Why is $ 0 \to \ker h \xrightarrow {i_h} H^n(C,g) \xrightarrow {h} Hom(H^n(C),G) \to 0 $ (Hathcher's p192) split exact?

Question

I'm reading Hatcher's book of Algebraic Topology, and I got stuck at (page 192) concerning the following split exact sequence $$ 0 \to \ker h \xrightarrow {i_h} H^n(C,G) \xrightarrow {h} Hom(H_n(C),G) \to 0 $$ It is clear that it is short exact ($h$ is surjective), however I can't see why it splits. I guess if we could show that $Hom(H^n(C),G)$ or $H^n(C,G)$ are free abelian it would do the trick.

Answer 1

So this is the idea I got, as E.KOW suggested using the splitting lemma.

We have that the following sequence $$ 0 \to Z_n \xrightarrow {i_Z} C_n \xrightarrow {\partial_n} B_{n-1} \to 0 $$ is split exact.
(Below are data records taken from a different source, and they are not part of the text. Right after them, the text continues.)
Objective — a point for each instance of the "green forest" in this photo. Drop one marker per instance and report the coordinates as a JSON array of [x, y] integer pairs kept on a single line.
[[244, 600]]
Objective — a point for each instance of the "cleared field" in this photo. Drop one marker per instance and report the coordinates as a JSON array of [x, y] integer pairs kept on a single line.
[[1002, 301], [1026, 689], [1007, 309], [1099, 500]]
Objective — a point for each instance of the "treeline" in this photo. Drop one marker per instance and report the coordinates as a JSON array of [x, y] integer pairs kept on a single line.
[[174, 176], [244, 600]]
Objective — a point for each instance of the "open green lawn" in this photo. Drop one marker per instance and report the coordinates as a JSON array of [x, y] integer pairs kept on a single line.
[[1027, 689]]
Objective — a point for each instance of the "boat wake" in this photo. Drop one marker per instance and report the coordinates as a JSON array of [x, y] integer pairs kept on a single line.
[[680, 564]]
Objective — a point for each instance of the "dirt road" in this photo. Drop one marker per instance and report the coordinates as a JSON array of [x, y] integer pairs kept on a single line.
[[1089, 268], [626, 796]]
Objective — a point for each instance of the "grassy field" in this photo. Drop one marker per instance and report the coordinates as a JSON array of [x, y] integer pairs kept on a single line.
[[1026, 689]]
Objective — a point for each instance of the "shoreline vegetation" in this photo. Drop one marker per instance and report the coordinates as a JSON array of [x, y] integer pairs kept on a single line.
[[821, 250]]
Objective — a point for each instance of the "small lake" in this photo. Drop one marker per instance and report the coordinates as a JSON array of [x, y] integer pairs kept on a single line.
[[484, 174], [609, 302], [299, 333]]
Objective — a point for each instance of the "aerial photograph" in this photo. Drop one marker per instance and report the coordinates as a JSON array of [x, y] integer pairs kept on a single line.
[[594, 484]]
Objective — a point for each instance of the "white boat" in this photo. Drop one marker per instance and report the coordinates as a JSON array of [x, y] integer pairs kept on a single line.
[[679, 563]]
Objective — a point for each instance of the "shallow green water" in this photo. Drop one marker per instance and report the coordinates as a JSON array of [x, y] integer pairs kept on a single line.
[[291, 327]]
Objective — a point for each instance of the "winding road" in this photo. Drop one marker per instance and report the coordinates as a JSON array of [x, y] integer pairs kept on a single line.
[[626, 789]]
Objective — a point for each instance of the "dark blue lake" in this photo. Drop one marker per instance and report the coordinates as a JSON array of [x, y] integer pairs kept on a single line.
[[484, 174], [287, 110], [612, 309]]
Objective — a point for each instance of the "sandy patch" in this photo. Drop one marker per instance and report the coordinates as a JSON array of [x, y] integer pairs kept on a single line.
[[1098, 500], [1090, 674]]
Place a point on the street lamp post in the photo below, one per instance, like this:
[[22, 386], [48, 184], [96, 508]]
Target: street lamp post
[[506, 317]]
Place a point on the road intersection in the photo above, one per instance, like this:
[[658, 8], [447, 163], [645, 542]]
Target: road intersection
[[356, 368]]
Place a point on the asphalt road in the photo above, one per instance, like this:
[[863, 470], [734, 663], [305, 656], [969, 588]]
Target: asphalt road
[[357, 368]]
Thus, by the splitting lemma, there exists $t \colon C_n \to Z_n$ such that the restriction to $Z_n$ yields the identity over $Z_n$ ($id_{Z_n}$)

To show that $h$ is surjective, take $g \colon H_n(C) \to G$ and consider $\varphi = (g \circ q) \circ t \colon C_n \to G$ (where $q \colon Z_n \to Z_n/B_n$ is the quotient map). We can easily show that $[\varphi] \in H^n(C,G)$ and that $h([\varphi])=g$

Now consider \begin{align} q \colon Hom(H_n(C),G) &\to H^n(C,G) \\ g &\mapsto [(g \circ q) \circ t] \end{align} Showing that q is a morphism, we can conclude using the splitting lemma again (since $h \circ q = id$ over $Hom(H_n(C),G))$.